Colleagues, friends, and family members recall Mrs. Wood as a tenacious civic activist and a caring educator who fought hard for responsible planning throughout Santa Barbara County. Though she tended to focus her considerable talents on preservation efforts, Mrs. Wood was an outspoken advocate for political involvement by all, and a behind-the-scenes consultant to people across the political spectrum. Her driving motive, always, was to promote a sense of community.

Beth Wood headed toward Santa Cruz Island, 2001.

Mrs. Wood is remembered for her immense knowledge of and love for literature, history, music, and the outdoors. She was a voracious reader, writer, singer, and pianist, and she spoke passionately of the outdoor adventures of her healthier years — including working on Grand Canyon river runs in dory boats, hunting for wildflowers in the Santa Barbara mountains, and taking excursions to the Channel Islands with her family.

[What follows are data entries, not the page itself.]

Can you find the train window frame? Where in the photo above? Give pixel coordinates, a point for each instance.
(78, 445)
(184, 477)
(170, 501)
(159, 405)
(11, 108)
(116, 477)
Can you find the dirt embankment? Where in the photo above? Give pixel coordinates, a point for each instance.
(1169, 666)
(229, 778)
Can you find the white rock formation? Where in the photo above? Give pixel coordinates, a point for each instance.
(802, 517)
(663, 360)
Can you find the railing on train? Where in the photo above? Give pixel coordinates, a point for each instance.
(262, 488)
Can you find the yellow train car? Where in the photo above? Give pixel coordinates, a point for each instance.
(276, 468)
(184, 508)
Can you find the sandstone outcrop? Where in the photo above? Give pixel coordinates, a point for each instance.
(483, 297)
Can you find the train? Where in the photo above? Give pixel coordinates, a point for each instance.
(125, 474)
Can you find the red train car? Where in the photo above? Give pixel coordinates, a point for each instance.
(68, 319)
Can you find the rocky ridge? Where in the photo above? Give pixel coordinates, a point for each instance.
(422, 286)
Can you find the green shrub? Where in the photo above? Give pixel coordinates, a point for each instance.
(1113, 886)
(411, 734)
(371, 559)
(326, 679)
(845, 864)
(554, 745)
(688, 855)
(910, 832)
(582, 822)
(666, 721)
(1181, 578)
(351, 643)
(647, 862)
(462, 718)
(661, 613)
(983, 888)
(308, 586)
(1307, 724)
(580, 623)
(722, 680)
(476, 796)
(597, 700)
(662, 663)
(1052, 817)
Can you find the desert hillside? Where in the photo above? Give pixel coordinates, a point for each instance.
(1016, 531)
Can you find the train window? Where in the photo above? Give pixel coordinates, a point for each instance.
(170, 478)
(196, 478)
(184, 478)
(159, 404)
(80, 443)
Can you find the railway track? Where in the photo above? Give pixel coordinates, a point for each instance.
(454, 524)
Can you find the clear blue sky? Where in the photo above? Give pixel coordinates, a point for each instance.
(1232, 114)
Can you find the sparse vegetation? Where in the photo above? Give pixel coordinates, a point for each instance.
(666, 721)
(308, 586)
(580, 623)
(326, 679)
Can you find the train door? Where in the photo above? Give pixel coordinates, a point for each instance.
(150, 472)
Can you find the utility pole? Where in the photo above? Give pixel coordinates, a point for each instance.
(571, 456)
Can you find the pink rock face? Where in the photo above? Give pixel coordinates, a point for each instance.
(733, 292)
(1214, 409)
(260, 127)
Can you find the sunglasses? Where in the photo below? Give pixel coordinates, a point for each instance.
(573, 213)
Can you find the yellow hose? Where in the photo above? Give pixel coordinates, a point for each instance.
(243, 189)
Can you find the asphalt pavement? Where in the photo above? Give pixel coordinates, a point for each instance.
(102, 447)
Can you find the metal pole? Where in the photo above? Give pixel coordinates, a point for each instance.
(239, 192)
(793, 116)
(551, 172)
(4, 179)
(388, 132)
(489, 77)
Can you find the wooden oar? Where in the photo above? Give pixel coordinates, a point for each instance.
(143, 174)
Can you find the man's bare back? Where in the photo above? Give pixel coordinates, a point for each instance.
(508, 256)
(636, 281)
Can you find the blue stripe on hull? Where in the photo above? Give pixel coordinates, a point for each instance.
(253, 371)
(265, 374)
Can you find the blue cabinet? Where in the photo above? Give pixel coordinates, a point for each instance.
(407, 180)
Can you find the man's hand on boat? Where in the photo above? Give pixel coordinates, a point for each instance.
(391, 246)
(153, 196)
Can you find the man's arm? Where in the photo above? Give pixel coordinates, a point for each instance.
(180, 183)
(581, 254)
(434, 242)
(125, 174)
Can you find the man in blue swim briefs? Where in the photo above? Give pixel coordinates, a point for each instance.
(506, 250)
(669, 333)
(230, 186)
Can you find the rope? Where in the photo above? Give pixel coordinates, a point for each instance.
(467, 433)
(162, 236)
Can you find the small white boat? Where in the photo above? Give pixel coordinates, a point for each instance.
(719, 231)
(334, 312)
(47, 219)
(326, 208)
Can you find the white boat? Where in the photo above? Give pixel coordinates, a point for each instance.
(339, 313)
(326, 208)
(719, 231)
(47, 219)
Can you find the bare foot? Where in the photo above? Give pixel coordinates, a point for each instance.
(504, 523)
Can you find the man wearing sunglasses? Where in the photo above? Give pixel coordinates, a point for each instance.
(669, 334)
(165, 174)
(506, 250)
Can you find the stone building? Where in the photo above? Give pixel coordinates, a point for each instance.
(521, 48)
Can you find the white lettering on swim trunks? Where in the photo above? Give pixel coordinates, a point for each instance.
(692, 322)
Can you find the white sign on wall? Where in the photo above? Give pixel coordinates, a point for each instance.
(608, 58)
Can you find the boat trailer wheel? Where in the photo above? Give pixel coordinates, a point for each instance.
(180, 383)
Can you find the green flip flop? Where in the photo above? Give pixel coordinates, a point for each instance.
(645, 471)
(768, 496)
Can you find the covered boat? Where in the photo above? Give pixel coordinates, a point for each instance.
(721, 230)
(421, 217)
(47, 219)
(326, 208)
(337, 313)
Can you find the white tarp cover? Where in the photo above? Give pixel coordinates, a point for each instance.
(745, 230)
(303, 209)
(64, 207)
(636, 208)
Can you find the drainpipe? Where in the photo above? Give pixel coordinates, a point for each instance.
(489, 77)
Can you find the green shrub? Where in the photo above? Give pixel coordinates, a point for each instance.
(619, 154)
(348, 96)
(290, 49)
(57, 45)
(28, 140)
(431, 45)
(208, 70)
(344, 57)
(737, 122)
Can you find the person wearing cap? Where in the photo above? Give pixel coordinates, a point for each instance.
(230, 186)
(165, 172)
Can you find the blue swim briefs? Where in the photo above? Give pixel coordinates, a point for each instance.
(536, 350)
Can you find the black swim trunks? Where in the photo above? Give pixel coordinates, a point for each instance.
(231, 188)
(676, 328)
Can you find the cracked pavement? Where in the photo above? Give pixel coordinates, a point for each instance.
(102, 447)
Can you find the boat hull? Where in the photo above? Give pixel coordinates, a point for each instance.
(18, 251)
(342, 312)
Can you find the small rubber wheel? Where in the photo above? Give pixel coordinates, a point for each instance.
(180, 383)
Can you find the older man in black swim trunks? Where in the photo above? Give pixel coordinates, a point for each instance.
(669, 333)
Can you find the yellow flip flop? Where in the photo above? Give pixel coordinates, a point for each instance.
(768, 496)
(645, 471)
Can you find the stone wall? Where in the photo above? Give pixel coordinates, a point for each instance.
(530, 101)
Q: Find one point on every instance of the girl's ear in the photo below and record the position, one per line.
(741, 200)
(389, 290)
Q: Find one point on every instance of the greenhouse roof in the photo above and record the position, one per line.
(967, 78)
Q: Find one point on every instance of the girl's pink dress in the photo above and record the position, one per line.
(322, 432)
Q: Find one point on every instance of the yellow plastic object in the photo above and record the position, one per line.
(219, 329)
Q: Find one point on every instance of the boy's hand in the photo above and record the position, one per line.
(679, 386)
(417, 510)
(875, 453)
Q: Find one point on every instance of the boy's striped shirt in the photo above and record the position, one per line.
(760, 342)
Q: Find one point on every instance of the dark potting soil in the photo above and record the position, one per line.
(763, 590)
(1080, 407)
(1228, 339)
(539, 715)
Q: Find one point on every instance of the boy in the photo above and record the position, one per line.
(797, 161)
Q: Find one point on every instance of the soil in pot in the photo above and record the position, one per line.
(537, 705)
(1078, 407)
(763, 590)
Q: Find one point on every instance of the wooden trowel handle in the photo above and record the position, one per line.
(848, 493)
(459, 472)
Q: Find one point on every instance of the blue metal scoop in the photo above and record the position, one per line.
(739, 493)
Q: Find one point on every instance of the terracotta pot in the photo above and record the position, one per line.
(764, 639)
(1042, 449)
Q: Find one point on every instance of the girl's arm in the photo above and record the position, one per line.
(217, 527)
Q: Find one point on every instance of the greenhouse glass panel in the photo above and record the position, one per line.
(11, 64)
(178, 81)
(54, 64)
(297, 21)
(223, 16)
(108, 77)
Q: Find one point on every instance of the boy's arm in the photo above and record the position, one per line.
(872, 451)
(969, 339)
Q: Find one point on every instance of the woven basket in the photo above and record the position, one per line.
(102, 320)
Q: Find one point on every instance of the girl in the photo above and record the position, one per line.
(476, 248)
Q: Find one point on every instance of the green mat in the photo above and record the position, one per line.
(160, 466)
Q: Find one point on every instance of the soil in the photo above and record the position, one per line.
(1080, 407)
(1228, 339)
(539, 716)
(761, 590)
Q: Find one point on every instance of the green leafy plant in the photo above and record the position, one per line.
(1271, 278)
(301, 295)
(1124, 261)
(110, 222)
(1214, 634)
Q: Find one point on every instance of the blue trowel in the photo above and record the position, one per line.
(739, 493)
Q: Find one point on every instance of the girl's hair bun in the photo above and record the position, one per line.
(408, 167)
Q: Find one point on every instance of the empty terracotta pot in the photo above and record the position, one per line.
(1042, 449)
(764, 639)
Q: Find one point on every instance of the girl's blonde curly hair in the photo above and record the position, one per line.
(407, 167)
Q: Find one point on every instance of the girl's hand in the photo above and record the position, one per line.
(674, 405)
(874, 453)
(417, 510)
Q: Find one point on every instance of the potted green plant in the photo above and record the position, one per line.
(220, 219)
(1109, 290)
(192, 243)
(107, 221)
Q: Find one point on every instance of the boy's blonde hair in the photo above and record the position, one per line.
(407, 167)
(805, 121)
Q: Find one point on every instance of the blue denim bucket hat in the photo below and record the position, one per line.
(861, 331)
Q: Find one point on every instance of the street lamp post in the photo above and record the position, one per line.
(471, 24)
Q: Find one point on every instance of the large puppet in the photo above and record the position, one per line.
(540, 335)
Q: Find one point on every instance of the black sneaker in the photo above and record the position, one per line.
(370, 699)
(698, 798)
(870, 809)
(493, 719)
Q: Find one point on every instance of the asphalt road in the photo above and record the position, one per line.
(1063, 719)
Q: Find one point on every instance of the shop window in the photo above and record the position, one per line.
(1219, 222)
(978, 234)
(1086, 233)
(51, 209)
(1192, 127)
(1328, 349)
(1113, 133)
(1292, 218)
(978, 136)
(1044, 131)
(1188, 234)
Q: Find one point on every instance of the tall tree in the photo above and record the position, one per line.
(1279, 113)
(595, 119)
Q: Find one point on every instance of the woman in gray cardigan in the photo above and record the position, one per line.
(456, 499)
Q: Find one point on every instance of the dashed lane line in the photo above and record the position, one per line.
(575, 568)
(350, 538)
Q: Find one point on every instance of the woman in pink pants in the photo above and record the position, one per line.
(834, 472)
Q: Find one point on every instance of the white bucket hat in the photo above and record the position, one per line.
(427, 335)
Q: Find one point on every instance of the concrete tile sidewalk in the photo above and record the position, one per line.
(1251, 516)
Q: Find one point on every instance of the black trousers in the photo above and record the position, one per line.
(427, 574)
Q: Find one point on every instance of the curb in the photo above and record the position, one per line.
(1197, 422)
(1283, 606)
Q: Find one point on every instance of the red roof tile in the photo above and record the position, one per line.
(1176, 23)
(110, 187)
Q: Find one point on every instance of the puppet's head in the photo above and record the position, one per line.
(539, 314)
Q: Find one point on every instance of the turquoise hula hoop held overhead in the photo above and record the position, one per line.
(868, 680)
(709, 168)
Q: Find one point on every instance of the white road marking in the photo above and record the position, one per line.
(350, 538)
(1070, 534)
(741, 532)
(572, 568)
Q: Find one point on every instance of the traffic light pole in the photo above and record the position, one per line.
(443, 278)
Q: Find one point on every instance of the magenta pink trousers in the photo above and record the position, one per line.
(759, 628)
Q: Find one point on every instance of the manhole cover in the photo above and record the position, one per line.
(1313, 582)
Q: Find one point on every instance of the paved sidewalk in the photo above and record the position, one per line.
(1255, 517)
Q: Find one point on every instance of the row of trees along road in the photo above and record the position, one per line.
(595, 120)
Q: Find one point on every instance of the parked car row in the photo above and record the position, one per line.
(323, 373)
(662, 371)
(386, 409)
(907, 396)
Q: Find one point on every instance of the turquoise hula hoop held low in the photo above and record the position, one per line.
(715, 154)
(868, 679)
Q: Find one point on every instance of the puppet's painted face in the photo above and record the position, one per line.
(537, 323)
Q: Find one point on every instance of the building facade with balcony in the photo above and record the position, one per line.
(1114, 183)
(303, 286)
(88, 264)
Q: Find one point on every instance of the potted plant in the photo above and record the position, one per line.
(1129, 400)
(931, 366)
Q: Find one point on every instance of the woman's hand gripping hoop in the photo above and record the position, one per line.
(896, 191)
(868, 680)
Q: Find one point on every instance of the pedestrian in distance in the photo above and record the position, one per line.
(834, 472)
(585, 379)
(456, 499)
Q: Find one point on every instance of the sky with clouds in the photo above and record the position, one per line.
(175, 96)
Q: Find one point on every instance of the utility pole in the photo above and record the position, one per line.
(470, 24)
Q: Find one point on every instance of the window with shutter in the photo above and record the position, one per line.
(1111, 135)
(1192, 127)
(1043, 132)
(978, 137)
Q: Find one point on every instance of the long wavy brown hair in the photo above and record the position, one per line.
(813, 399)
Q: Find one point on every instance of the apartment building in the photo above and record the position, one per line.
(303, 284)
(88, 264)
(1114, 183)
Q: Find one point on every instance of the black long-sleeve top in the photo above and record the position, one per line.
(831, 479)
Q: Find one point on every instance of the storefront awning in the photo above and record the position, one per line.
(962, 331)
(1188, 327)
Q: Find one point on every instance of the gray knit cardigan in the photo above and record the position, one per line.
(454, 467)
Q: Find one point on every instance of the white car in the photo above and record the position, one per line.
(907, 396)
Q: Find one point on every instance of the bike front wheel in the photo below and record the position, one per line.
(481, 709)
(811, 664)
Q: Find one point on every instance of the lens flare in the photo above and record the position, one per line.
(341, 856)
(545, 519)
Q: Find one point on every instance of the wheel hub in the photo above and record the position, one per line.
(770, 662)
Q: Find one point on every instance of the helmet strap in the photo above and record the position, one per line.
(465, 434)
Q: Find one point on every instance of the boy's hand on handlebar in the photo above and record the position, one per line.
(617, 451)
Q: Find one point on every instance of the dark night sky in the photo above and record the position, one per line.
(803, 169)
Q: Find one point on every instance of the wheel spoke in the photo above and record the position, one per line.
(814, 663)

Mrs. Wood is survived by two sons, David, 36, and John, 34; a daughter-in-law, Louisa, 31; and two grandsons, Owen, 3, and Alexander, 2. An informal memorial service is planned for 10 a.m. on Saturday, October 22, at the Ellwood Mesa, in the bluff-top eucalyptus cluster beyond the end of Santa Barbara Shores Drive. In lieu of flowers, Mrs. Wood’s family has asked that donations be sent to Visiting Nurse and Hospice Care, and Food from the Heart of Santa Barbara.